One of the main points in my presentation was to exort the Commission, as a best practice, to avoid working on the new “hi tech” cases under the “likely” effects framework, and prefer to investigate them under an “actual” effects framework.

A Commission official rightly remarked, however, that  agencies cannot wait to have dead bodies on the floor to intervene.

So I gave some thinking to the remark. On face value, this is a commendable suggestion.

Yet, when one thinks about it, this is a bit of a rethorical, oversimplistic defense: a company is either dead or alive, full stop (we may call it the “Bon Jovi defense“, after the band’s classic  “dead or alive” gem).

Bu this wholly fails to understand that there is – and this is fortunate – something between life and death, and that companies do not exit markets instantly.

On top of this, most players in the hi tech sector are big corporations with deep pockets – they all accuse each other of being dominant – that are unlikely to disappear overnight.

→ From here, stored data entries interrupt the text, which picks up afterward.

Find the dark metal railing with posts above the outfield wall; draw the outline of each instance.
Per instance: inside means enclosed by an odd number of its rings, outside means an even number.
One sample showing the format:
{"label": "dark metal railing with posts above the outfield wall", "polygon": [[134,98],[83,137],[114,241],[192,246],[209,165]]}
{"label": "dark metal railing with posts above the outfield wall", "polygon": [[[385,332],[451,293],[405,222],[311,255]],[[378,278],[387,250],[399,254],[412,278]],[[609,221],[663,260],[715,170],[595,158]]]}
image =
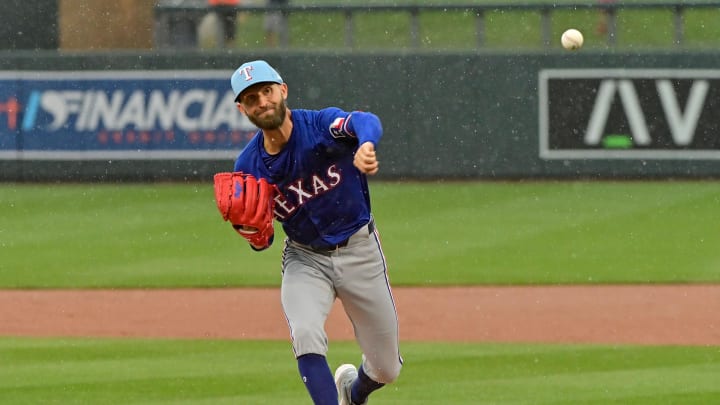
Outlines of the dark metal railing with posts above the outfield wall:
{"label": "dark metal railing with posts above the outfield wall", "polygon": [[[607,18],[606,42],[609,47],[616,46],[618,32],[618,11],[630,9],[659,9],[672,13],[672,43],[682,47],[685,43],[684,13],[689,9],[720,9],[720,2],[638,2],[619,3],[598,1],[582,4],[535,3],[535,4],[446,4],[446,5],[288,5],[255,6],[240,5],[210,7],[205,0],[161,0],[155,6],[155,47],[194,47],[197,45],[195,30],[199,20],[212,11],[244,12],[265,15],[280,13],[283,24],[289,24],[288,16],[300,13],[340,13],[344,16],[344,47],[356,47],[355,19],[359,13],[407,13],[410,19],[410,48],[421,47],[421,19],[423,12],[465,12],[474,15],[475,46],[486,46],[486,15],[491,12],[533,11],[540,15],[540,33],[542,44],[550,47],[552,40],[552,16],[558,11],[598,11]],[[287,32],[287,29],[283,30]],[[287,35],[279,38],[281,47],[288,47]]]}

That said, I understand the Commission’s concerns. To help the agency, I would argue in favour of the use of interim measures. After all, those measures may give the Commission the time necessary to amass empirical proof of anticompetitive effects, meanwhile mitigating the harm on alleged victims of the dominant company.

Besides this, it would be probably more satisfactory to think about this issue in terms of threshold, and ascribe a well-defined probabilistic threshold to the concept of “likely” effects, drawing for instance inspiration from the discussion that took place in merger control in the Tetra Laval case (“in all likelihood” v.  “balance of probabilities“). Given the escalation of sanctions for infringements of Article 102 TFEU, I’d set the bar quite high.

A last thing: no one can predict the future… and I trust antitrust agencies are no exception to this. So again, the principle of enforcement humility (we mentioned it in a previous post) calls for a modest, empirical approach to fast moving markets, as advocated by J. Wright in a recent excellent speech.

PS: a question for our readers: I am looking for real life evidence of firm exit out of anticompetitive exclusionary conduct. Can anyone help? Examples shall not necessarily come from antitrust cases. I am thinking of running some case studies with my students.